ESG investors have no problem supporting China. In fact, Elon Musk, whose Tesla is the 5th largest holding in Vanguard’s ESG fund, has nothing but high praise for China’s Communist leadership and what they’ve accomplished. Musk is playing a critical role helping China develop its electric vehicle industry and gaining competitive and strategic advantages over the U.S.
Another significant Vanguard ESG holding is Disney, which the Harvard International Review in October declared is “in China’s pocket” for voluntarily complying with the country’s censors. Admittedly, so do the other major Hollywood studios. Disney also operates a theme park in Shanghai, whose opening was huckstered live by ABC News’ Robin Roberts.
Disney CEO Bob Chapek recently pledged $5 million to support LGBTQ rights organizations, caving into protests from employees and others because of his initial silence on Florida’s legislation prohibiting lessons about sexual orientation from kindergarten to third grade.
“I truly believe we are an infinitely better and stronger company because of our LGBTQ+ community,” Chapek said in an email to employees. “I missed the mark in this (Florida) case but am an ally you can count on – and I will be an outspoken champion for the protections, visibility, and opportunity you deserve.”
Chapek and Disney employees apparently aren’t troubled by China’s banning of gay themes in film and TV or the targeting of individual activists and groups. Being gay in Florida is still much preferable to being gay in China.
My previous skepticism of ESG investing can be found here and here.
San Francisco’s Misguided Politics
San Francisco’s politics have always been over-the-top. Increasingly, they are garnering international attention, underscored by this August 28, 2021, headline in the Economist: “Why San Francisco’s politics are so dysfunctional.”
Here’s the latest from SFO, as reported by the publication Mission Local: San Francisco has instituted boycotts of 28 states and companies that are headquartered in them. Details were disclosed in a March 4 memo issued by City Administrator Carmen Chu.
It all began with the passing of an ordinance limiting travel to states with repressive anti-LGBTQ+ laws. Then it was expanded to states with anti-abortion laws. Then states that allegedly engage in voter suppression. The list keeps growing.
Mission Local doesn’t see the boycotts as a good thing, as it’s driving up San Francisco’s costs without any proof that it’s having any positive impact.

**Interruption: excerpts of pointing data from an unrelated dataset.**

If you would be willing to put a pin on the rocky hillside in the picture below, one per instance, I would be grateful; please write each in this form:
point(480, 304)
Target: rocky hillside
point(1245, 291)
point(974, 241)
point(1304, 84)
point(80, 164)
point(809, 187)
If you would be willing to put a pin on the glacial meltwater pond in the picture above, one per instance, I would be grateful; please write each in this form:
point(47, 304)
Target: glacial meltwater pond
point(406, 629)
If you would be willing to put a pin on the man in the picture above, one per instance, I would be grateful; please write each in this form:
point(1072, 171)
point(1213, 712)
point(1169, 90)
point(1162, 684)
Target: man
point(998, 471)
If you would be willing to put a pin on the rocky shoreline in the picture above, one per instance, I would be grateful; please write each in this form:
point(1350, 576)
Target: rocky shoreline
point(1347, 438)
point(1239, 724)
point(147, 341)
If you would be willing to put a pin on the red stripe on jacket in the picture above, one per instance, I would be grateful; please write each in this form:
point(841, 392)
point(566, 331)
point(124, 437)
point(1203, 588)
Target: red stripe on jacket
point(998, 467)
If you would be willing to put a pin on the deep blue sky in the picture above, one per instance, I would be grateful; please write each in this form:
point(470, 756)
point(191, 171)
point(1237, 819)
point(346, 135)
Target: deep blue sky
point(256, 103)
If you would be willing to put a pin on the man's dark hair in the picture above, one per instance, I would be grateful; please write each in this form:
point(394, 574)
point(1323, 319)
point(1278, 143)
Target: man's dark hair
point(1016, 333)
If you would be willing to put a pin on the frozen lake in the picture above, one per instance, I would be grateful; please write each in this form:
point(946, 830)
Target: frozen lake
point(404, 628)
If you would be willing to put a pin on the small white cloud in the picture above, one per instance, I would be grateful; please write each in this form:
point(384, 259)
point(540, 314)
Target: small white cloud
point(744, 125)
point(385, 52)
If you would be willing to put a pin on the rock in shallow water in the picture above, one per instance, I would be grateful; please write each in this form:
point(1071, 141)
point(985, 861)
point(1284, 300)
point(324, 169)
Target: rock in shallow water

“It will come as little surprise to anyone familiar with the M.O. of San Francisco government that we have no tests nor audits nor analysis nor methodology to determine if our travel bans or boycotts are making any difference for the good,” writes author Joe Eskenazi.
According to City Administrator Chu, “No city has reached out to say they want to mirror our rules.”
Gee, I can’t image why.
Tesla Model 3 Ownership Cost Reward
Congratulations, Elon Musk! His Tesla Model 3 was named by Kelley Blue Book as the 2022 lowest 5-year cost to own in the electric luxury vehicle category. The 5-year cost when insurance, maintenance costs, fuel costs, and depreciation are factored in: $48,233.
It’s a nice award but looking at the 5-year cost of owning some other great cars costing significantly less than the Model 3 (starting price $45,000) one can appreciate why electric vehicles are unaffordable to most Americans.
The Honda Accord (MSRP $26,120) has a 5-year cost of $38,713, the Subaru Outback (MSRP $27,145) has a 5-year cost of $43,973, and the Lexus UX (MSRP $34,225) has a 5-year cost of $46,424.
What drives up the cost of owning a Tesla? Insurance. According to NerdWallet, Tesla Model 3 insurance costs an average of $2,215 a year, or about $185 a month. That’s about 40 percent higher than the national average cost of car insurance.
Musk’s disruptive brilliance never ceases to amaze. Tesla is offering insurance in Arizona, California, Illinois, Ohio, and Texas and plans to expand in Oregon and Virginia. Musk said on a conference call in October 2020 that Tesla planned to build “a major insurance company” which ultimately could account for up to 40 percent of the company’s auto business.